Palestine’s ShiberHur Theatre Company makes its Australian debut with this poetic and intense theatrical experience that uses storytelling, mime and a cappella to shine a light on traditional mourning rituals.

Mar 15, 2018, updated Mar 15, 2018
There is a waiting-room feel to the set of Azza. Photo: Khawla Ibraheem

There is a waiting-room feel to the set of Azza. Photo: Khawla Ibraheem

In Palestine an old man dies and six men, including his two sons, gather to conduct the three-day azza: rituals, mourning and celebration. In the course of the azza, stories are told about village life, about death and near-death, about the deceased and about each other.

Theatre in the conflict zone of Palestine is incredibly challenged. In the absence of a state, there is no theatre funding, and the small population from which audiences are drawn is spread by physical and political barriers.

Original pieces such as ShiberHur Theatre Company’s Azza are, by necessity, made to be transportable, low-budget, raw.

The result here is a highly innovative, poetic and intense, surprisingly funny theatrical experience.

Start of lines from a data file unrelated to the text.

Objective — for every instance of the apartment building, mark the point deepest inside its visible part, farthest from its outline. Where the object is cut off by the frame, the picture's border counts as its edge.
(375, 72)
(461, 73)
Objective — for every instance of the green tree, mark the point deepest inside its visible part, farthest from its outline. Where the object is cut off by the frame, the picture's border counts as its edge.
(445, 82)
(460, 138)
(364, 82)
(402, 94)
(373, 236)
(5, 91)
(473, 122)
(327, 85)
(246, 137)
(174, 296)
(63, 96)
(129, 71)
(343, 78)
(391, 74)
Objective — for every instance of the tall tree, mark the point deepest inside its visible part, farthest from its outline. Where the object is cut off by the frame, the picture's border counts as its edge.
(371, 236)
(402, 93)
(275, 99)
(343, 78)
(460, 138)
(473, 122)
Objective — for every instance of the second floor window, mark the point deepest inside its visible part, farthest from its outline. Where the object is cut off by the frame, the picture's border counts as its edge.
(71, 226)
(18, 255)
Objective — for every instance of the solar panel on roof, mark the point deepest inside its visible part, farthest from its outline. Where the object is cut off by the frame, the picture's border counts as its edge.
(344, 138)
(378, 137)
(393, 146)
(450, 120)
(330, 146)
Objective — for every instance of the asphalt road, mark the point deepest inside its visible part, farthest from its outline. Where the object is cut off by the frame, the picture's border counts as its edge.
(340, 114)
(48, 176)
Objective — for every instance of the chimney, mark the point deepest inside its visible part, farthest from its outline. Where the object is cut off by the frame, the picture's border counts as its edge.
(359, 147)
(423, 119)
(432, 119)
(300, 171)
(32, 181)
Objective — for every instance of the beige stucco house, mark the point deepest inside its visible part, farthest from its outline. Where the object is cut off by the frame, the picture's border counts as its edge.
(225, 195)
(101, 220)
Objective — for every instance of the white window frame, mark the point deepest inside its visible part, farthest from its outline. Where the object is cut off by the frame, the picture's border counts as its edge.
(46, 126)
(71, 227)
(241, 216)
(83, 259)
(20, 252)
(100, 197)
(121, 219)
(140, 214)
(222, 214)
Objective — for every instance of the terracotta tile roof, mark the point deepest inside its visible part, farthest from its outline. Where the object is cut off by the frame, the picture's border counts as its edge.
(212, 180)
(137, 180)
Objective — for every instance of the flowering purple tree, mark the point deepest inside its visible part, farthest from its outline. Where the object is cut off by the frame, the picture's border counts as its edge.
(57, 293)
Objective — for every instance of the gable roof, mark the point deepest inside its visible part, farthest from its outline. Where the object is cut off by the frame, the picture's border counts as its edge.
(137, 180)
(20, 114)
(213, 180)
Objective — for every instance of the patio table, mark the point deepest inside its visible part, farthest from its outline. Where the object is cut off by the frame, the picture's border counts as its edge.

Writer/director Amir Nizar Zuabi’s use of minimal lighting – including spotlights trained on the stage from open wings, topped with an emerald wash – gives a suggestion of unworldliness to the set, as if the actors and indeed the audience are caught between this place and another.

The six actors share 11 plastic seats and move between them frequently. Stacks of seats at the rear enhance the trenchant waiting-room feel.

Indeed, one actor frequently plays the part of some inner Beelzebub while the others are telling their tales: “Are you ready to come to the Underworld” is his mantra. Is it their own mortal subconscious that is creeping through them and inducing them to reveal their thoughts and stories?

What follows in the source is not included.